The key stat -- rebounding -- was circled to emphasize Atlanta's
25-13 advantage in that category over the first two quarters of play.
Maybe the coaching staff should have highlighted it better.
The Celtics were unable to make the necessary adjustments as the Hawks finished with a 47-29 edge on the glass, utilizing a whopping 16 offensive rebounds to finish with a 22-4 advantage in second-chance points.
Celtics coach Doc Rivers didn't need to glance at the final box score to summarize the effort. "I just think they kicked our butts," he said. "Honestly, I think they were better tonight."

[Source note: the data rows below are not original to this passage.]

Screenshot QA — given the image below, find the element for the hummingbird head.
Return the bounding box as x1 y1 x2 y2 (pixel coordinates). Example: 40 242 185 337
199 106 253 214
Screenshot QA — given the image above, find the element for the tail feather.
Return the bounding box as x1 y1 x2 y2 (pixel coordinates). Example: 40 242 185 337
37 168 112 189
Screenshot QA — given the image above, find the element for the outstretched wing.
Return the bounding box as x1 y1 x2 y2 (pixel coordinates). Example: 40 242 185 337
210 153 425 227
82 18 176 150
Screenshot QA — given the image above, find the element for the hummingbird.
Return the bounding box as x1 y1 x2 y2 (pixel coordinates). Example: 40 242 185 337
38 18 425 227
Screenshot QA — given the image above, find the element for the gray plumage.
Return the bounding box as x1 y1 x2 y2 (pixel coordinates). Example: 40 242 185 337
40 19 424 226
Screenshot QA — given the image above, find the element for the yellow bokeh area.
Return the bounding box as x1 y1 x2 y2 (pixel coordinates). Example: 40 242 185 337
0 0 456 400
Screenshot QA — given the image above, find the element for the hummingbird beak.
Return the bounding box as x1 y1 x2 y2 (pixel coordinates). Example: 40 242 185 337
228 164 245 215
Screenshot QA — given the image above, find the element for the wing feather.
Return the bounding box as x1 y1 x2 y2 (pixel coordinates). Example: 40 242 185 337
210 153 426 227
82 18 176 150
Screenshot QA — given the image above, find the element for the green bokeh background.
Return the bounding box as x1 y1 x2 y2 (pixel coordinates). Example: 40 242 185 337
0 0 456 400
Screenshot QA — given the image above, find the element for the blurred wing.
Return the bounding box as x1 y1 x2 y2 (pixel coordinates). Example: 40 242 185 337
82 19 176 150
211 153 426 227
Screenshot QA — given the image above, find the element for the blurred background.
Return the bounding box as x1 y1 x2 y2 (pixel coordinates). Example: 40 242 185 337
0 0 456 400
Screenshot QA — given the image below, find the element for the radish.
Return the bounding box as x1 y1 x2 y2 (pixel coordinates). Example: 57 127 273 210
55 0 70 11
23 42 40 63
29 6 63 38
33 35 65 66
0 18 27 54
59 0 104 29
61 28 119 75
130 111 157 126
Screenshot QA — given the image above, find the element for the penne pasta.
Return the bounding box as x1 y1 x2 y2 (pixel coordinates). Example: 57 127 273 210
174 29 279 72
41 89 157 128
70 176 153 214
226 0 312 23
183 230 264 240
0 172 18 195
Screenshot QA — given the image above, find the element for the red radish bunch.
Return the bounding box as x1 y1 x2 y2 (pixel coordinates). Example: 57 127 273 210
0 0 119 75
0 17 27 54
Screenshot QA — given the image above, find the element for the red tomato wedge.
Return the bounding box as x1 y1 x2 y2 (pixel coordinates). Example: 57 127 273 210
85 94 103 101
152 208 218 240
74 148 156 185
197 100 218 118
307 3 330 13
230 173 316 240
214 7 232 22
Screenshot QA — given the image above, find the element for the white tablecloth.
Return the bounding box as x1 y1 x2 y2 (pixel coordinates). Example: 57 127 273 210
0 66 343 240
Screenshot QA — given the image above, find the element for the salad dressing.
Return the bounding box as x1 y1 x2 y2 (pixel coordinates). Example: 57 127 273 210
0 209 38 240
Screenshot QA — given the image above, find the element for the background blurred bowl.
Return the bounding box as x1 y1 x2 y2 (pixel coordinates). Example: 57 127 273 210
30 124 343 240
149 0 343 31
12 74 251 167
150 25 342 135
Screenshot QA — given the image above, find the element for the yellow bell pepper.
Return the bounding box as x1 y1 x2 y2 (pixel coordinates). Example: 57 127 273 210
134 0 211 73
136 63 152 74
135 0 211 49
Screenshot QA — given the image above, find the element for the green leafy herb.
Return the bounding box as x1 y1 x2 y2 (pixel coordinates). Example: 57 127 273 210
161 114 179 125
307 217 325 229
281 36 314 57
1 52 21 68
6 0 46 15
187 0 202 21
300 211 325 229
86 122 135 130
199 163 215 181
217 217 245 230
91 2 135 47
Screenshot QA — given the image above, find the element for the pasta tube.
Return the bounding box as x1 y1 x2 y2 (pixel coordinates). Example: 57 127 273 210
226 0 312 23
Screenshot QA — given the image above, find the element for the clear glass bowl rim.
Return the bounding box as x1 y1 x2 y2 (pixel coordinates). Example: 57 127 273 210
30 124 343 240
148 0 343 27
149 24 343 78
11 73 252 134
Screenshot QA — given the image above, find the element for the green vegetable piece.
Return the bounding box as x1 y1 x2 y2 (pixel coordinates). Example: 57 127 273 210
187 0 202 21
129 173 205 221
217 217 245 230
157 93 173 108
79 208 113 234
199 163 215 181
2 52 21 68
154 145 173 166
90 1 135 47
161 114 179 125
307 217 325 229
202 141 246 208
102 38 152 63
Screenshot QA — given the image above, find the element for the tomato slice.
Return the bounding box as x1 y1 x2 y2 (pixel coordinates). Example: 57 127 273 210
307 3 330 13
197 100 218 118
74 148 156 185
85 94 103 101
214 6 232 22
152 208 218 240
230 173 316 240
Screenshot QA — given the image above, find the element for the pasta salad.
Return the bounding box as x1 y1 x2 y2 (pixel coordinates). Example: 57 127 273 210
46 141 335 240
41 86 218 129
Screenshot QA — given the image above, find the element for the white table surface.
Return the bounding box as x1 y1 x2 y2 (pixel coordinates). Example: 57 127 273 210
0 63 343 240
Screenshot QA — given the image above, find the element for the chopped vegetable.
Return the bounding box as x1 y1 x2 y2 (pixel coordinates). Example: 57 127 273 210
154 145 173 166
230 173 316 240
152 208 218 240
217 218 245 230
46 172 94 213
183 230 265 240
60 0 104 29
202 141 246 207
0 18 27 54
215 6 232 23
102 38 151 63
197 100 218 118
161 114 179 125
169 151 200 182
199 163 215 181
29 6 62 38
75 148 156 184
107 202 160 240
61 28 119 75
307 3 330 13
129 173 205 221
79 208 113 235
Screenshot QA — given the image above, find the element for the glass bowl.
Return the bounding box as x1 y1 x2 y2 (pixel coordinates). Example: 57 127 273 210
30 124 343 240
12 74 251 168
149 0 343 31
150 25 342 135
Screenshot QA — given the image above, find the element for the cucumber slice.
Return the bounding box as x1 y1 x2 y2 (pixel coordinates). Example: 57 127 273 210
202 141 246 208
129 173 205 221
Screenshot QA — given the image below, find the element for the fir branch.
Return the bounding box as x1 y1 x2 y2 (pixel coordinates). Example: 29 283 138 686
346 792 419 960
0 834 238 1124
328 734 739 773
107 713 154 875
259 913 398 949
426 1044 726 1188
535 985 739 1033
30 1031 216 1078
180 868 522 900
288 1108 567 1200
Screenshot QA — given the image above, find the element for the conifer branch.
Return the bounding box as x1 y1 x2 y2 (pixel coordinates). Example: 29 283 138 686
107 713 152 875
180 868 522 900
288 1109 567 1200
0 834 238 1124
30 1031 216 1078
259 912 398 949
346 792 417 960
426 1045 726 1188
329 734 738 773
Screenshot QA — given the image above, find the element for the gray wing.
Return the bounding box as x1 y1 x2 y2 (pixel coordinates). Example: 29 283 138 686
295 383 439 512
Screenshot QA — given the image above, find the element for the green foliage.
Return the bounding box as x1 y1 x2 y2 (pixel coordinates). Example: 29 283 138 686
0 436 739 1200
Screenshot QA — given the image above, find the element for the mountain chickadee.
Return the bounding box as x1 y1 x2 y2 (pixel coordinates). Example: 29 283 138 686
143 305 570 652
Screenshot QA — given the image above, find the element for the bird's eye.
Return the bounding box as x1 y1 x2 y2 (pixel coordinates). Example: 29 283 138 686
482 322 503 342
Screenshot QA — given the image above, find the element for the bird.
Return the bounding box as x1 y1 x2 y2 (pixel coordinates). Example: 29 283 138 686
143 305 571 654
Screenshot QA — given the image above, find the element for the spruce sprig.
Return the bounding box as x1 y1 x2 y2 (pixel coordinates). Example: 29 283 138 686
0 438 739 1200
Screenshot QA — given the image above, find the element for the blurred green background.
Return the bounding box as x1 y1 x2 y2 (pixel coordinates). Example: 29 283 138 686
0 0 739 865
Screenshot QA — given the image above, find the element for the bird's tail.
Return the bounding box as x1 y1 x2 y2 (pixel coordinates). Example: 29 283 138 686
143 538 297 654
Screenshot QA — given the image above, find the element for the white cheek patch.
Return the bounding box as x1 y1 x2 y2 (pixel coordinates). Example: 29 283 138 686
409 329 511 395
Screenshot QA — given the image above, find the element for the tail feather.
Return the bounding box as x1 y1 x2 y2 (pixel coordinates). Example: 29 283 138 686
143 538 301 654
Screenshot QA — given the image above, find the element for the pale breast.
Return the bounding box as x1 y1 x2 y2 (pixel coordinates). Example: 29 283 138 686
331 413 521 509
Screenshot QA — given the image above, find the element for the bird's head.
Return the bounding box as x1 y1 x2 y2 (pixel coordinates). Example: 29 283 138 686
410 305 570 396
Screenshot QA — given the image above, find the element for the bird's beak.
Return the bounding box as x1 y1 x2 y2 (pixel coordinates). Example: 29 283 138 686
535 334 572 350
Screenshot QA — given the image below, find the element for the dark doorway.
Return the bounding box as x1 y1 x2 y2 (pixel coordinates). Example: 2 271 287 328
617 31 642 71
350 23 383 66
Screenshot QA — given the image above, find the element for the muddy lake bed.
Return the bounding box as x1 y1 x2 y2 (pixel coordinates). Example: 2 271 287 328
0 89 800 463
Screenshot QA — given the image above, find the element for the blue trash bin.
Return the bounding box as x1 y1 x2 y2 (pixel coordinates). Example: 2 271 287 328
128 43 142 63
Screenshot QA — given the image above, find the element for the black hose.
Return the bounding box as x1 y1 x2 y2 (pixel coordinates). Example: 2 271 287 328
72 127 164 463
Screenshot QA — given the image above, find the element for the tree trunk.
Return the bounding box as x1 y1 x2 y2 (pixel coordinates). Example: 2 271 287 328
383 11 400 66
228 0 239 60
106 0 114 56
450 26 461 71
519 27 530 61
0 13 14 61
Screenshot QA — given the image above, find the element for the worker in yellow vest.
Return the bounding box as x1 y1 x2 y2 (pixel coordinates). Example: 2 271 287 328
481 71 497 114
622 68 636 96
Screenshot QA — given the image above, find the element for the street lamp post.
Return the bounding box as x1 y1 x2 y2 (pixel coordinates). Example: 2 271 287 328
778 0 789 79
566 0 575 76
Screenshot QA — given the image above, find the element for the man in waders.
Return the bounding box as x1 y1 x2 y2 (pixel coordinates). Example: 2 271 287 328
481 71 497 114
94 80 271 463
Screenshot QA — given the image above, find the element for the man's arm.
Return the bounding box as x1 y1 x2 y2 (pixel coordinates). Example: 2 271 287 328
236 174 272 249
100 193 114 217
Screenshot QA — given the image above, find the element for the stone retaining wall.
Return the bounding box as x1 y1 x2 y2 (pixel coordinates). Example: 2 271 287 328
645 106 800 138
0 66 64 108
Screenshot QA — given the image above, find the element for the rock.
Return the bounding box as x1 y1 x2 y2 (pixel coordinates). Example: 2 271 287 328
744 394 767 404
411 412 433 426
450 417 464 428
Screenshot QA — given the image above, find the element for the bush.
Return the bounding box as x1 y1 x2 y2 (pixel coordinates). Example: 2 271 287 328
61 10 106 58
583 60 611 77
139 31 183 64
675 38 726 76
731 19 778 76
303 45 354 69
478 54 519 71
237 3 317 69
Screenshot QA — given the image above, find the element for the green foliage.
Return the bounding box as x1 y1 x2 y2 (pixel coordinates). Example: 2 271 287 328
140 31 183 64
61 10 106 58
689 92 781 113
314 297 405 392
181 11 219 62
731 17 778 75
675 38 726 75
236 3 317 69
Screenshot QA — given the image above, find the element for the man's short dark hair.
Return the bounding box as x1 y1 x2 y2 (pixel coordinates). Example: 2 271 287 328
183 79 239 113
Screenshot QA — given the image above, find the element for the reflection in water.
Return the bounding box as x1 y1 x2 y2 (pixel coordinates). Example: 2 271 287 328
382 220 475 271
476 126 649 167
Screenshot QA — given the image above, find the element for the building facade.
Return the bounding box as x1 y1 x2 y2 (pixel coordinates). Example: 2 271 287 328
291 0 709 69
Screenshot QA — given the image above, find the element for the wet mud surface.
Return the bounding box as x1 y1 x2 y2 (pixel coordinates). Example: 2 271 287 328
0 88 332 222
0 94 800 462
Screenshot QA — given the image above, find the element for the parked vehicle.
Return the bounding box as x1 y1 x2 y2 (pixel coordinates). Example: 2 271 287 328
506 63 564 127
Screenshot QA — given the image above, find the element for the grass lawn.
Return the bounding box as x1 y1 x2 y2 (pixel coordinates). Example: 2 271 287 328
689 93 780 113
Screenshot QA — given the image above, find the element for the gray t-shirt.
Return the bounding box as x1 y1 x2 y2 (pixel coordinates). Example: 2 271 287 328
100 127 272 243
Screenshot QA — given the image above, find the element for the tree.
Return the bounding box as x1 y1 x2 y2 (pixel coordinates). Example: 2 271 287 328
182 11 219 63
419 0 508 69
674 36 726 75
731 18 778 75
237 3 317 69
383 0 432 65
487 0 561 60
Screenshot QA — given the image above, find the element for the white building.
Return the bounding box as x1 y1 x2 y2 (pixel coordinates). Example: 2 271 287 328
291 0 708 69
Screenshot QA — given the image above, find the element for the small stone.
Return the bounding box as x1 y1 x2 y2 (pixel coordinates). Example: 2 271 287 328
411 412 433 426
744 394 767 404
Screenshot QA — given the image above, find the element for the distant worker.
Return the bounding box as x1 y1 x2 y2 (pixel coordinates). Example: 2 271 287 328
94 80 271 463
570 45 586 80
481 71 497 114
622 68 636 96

The Celtics accomplished their two defensive goals in keeping the Hawks below 50 percent shooting (38 of 84, 45.2 percent) and under 100 points, but the visitors could have shot 30 percent from the field and it wouldn't have mattered with the number of second-chance efforts Boston gave up.
Kevin Garnett echoed his coach's sentiments: "They beat us up tonight."
Added Garnett: "Second-chance points -- what'd they get, 20 second-chance points? I don't even know what it was, but you can't win a game getting outrebounded 47-29. Rebounding is a group effort and it starts with the big, so the bigs have got to do a better job of doing just that."
Al Horford paced Atlanta's rebounding blitz with 13 boards, including four on the offensive glass. Joe Johnson added seven rebounds to go along with a game-high 24 points to pace five Hawks in double figures, including Jamal Crawford, who poured in 18 points off the bench.
"We played hard," said Josh Smith, who added 14 points and 7 rebounds. "Al was great down low, keeping a lot of balls alive. I think Joe Smith came off the bench and gave us great minutes. Jamal Crawford -- I can't say enough about him. Everybody came with an equally good effort, starters and bench players."
The Celtics couldn't say the same. The starters seemed sluggish at times, particularly in the second quarter. Point guard Rajon Rondo and Garnett sat for an extended period spanning into the second quarter before checking back in with around five minutes left in the half.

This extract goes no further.